Learning a new language has its moments.



And as I settle into living in Albania, I've had a couple of mishaps. 



Probably about three of them.



Maybe four.



No, definitely more than four. 



So, this is just one example.



But, first, a little bit of context. 



The world knows this language as Albanian. 



To Albanians, it's known as Shqip.



And it's tough.



There are days when I feel like I am trying to hack a computer code



or line up all the colors on a rubix cube.



Except, in this case, the colorful cubies turn all by themselves.



I say this for good reason.  



Each cubie on this rubix cube represents a word, and that word can change direction at any time.



It can move left or right, up or down.



The words change endings when:



1) something is singular or plural: book or books


2) masculine or feminine: book (masc. in Albanian) or car (feminine in Albanian)


3) definite or indefinite : a book, this book



Plus, you have 5 grammatical cases to contend with.



So, when you speak this unique Indo-European language the words have a power all of their own. 



Moving from sentence to sentence, the same word will change depending on how you use it.



Is it a subject? the object? 



It changes.



And it changes again. 



And again.



You get what I'm saying.



So, something is eventually bound to go wrong when you speak. 



It's just a matter of time. 



Really, the odds are not in your favor.



So, let's get to the intro.




Now that my home is outside of California, what should I say when people ask me where I live?



Sometimes I say, "I lived in California, but I live here now." 



Other times, "I'm from the United States"  or "I'm from Mexico."



But a friend of mine had an interesting perspective, " I think that the world is your home."



Hmmmmm. 



"I like the sound of that."



So, i decided to tweak my intro.



"Hello. My name is Ricardo and I am from earth."

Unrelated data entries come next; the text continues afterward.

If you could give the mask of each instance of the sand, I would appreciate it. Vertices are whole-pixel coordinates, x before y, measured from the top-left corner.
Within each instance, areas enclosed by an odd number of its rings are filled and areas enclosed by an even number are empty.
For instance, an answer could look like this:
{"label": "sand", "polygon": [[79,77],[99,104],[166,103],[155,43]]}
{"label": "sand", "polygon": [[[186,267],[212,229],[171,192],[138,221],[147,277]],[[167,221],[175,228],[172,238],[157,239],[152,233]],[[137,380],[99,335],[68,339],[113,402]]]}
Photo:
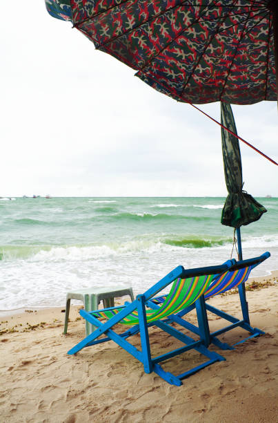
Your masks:
{"label": "sand", "polygon": [[[270,286],[247,292],[251,324],[266,335],[235,350],[211,346],[226,361],[184,379],[181,387],[169,385],[155,373],[146,374],[141,363],[112,341],[68,355],[84,337],[84,322],[77,306],[71,308],[66,335],[61,308],[0,317],[0,421],[277,422],[277,276],[276,272],[261,278],[259,282],[266,285],[268,281]],[[210,301],[240,317],[237,294]],[[209,318],[212,329],[221,326],[221,319],[212,314]],[[179,345],[158,329],[150,332],[155,355]],[[246,333],[235,329],[221,339],[233,344]],[[139,341],[134,337],[135,345]],[[165,368],[186,370],[202,360],[203,357],[190,352],[172,359]]]}

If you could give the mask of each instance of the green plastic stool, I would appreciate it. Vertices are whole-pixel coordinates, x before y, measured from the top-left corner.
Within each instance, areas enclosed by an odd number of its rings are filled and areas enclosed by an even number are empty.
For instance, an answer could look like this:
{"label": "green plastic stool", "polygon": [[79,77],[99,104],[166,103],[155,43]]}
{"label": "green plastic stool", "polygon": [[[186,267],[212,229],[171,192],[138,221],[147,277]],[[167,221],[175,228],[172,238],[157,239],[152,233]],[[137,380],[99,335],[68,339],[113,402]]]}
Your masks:
{"label": "green plastic stool", "polygon": [[[114,298],[115,297],[123,297],[123,295],[129,295],[131,301],[133,301],[133,291],[131,286],[90,288],[68,292],[66,301],[65,325],[63,326],[64,335],[67,333],[68,330],[71,299],[83,301],[85,310],[92,311],[99,308],[99,304],[101,300],[103,302],[104,308],[114,307]],[[90,324],[88,321],[86,321],[86,336],[93,332],[95,329],[96,329],[95,326]]]}

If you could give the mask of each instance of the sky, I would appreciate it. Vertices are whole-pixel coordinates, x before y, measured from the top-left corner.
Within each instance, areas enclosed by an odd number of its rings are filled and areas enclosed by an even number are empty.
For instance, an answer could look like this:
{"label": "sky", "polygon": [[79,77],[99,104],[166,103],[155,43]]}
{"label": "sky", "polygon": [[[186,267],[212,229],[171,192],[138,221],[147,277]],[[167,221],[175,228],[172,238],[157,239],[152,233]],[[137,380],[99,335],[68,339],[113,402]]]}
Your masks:
{"label": "sky", "polygon": [[[226,196],[218,125],[95,50],[43,0],[11,9],[3,2],[0,196]],[[219,103],[200,108],[220,120]],[[232,109],[239,135],[278,162],[277,103]],[[244,189],[278,197],[278,167],[240,147]]]}

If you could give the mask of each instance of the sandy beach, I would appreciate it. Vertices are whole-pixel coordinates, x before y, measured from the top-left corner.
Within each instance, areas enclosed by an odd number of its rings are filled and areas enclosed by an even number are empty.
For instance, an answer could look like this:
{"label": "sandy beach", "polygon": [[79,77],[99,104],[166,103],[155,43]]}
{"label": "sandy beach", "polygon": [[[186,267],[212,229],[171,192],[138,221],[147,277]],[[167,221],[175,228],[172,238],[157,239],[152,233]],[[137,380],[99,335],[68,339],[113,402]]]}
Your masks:
{"label": "sandy beach", "polygon": [[[89,347],[76,356],[67,351],[84,337],[78,306],[71,308],[68,333],[63,335],[61,308],[26,310],[0,318],[1,421],[5,422],[266,422],[277,421],[278,272],[251,278],[247,297],[251,324],[266,335],[235,350],[219,352],[217,362],[183,380],[168,384],[112,342]],[[267,288],[260,288],[263,285]],[[254,287],[258,287],[254,290]],[[210,303],[240,317],[237,294]],[[194,322],[194,317],[191,321]],[[212,328],[221,327],[209,314]],[[175,340],[151,329],[157,354]],[[244,337],[235,329],[221,339],[233,344]],[[139,345],[139,337],[134,337]],[[172,370],[199,360],[185,353],[167,363]],[[202,359],[201,358],[201,360]]]}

I thought this little change would help me break the ice.



People might even find it funny



and possibly it would make me look interesting. 



But, I didn't get any chuckles.   



In fact, there were blank stares, followed by silence, then more stares, and ending with a few words that I didn't understand.



My intro,


"Pershendetje. Une quhem Ricardo dhe une jam nga ne toke"


which I thought was a correct translation of the above statement, translated to:



"Hello. My name is Ricardo and I am from hell."



I had accidentally added the word "ne" which changed everything to literally mean that I was from the underworld. 



One local remarked during our brief conversation, " You shouldn't say those things. Albanians are very superstitious."



She was not happy and felt that I had really pushed past what was considered appropriate.



To make things worse, by that point I had already told everyone I met:



the baristas at the coffee shop on my corner ( I don't go in there anymore for obvious reasons)


my tailor at the shop downstairs


the water delivery guys



Basically, I went around telling the whole city.



My attempt to portray myself as a global citizen had fallen flat



crashing through the levels of Dante's Inferno



and conjuring images of a crazy foreigner led by six-headed hell hounds while careening down the river Styx.



I know. I'm mixing up my stories.



But, I've learned my lesson. 



Well, kind of.



So, allow me to introduce myself.



"Hello. My name is Ricardo and I am from hell."



Where are you from?



And if you say earth, I got your back. 











 Hello. My name is Ricardo and I am from hell.